« Et si l’économie collaborative avait été inventée par les agriculteurs ? » C’est la question que pose le livre blanc du #CoFarming, publié le 1er février par plusieurs professionnels du monde agricole. Ils proposent changer le paradigme « L’agriculteur vit pauvre et meurt riche » pour celui de « L’agriculteur vit de son métier et cède son entreprise agricole ».

Le principe du CoFarming repose sur l’utilisation des plateformes, tel que WeFarmUp, pour atteindre un nouveau degré du « faire ensemble » dans l’agriculture. Ce « faire ensemble », les auteurs le décrivent comme ayant toujours fait partie de l’ADN du secteur agricole. Ils citent l’entraide traditionnelle en passant par le partage des machines, la formation des Gaec ou encore, la mise en place des organisations professionnelles agricoles.

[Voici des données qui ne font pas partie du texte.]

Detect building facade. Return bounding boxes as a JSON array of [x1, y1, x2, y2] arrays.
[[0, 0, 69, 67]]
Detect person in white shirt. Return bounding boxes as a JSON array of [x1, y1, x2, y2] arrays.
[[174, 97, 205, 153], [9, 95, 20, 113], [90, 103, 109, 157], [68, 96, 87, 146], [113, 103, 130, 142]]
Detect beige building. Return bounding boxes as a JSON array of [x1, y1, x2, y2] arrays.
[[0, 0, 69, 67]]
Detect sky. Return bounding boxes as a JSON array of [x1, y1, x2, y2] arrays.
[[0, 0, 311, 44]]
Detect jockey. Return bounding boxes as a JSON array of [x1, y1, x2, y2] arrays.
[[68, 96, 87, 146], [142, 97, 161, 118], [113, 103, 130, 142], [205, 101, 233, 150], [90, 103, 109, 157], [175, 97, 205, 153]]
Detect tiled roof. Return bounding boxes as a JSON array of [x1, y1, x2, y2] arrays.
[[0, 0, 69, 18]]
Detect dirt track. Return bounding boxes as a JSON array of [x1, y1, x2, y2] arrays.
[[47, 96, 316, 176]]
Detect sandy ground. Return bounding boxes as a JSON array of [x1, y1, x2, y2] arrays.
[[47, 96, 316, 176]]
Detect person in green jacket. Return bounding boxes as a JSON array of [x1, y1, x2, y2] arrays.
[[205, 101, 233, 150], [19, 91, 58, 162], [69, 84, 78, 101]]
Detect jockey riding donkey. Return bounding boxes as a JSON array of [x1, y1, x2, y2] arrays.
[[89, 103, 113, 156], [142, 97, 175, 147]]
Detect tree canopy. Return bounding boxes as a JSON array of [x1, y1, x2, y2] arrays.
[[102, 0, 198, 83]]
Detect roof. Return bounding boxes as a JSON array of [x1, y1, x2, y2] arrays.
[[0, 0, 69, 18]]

Un système propice aux changements

Le CoFarming ne serait donc que l’étape suivante de cette évolution. Sa particularité est de bénéficier du numérique qui permet la mise en contact sur des distances plus grandes. Il apporte également un phénomène de « disruption » ou encore de « changement des pratiques ». Cette dernière caractéristique ouvre un champ de possibilité aux agriculteurs. « On gère aujourd’hui avec le logiciel du passé, on raisonne toujours avec la même façon de voir les choses alors que le contexte a changé » explique à ce propos Jean-Marie Séronie, agro-économiste, dans le livre blanc. Ces changements se traduisent notamment par la mise en place de l’économie collaborative. Un schéma permettant de sortir des relations verticales : producteurs/distributeurs/consommateur, pour viser un schéma horizontal où chaque participant peut se positionner sur les trois rôles. Les plateformes dématérialisées y prennent la place de l’intermédiaire.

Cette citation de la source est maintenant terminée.